Back in King’s Landing, a conflict is brewing between Cersei Lannister (Lena Headey) and Margaery Tyrell (Natalie Dormer). Both seek to control Tommen (Dean-Charles Chapman), the current boy on the Iron Throne. Cersei is starting at a disadvantage, though. Drunk and sick with anger and grief over the loss of her father and her brother, Jaime’s (Nikolaj Coster-Waldau), betrayal at setting free Tyrion, she is not thinking clearly. It seems that a prophecy she is told as a little girl in the opening scene of “The Wars to Come” may very well come true, since Margaery doesn’t seem hampered by either thing. But I can’t help but think neither of these women are going to matter in the end, not strong enough to hold two kingdoms, let alone seven.
Lastly, Jon Snow (Kit Harington) is having a hard time of it up on The Wall. Caught between Stannis Baratheon (Stephen Dillane) and Mance Rayder (Ciaran Hinds), both stubborn men, he tries to broker a compromise that lets both walk away. That fails, and Stannis publically executes Mance. Rather than watch a great leader he respects suffer, Jon puts Mance out of his misery with an arrow through the heart.
Will Stannis let Jon’s actions stand? Technically Stannis has no control over the Night’s Watch, an independent body that Jon is a part of. But when has the exact rule of law ever stopped Stannis? He is a bitter man with a chip on his shoulder and something to prove. Surely, he cannot be happy at all with Jon’s decision. Stannis thinks he knows the type of man Jon is, but “The Wars to Come” proves that not to be the case. Stannis and Jon are not going to be friends.

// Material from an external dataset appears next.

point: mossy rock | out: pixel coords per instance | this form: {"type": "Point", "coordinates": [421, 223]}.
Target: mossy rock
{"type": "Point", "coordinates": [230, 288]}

As usual in GAME OF THRONES, there are more than three threads in “The Wars to Come.” I only choose these three, though, because they seem the most important, and the ones likely to have the biggest effect on the next few hours. It’s a very full show with a lot going on, beautifully balanced. It serves these grand stories well, while giving us meaningful bits with Sansa (Sophie Turner) and Tormund (Kristofer Hivju) and Brienne (Gwendoline Christie) and Missandei (Nathalie Emmanuel) and others. It may actually be hard to predict which of those minor moments will be important later. Thankfully, the show has done a fine enough job defining the characters and situations that it is no longer hard to follow along in this complex web, and if they do matter, many will remember them.
GAME OF THRONES airs Sundays at 9 p.m. ET on HBO.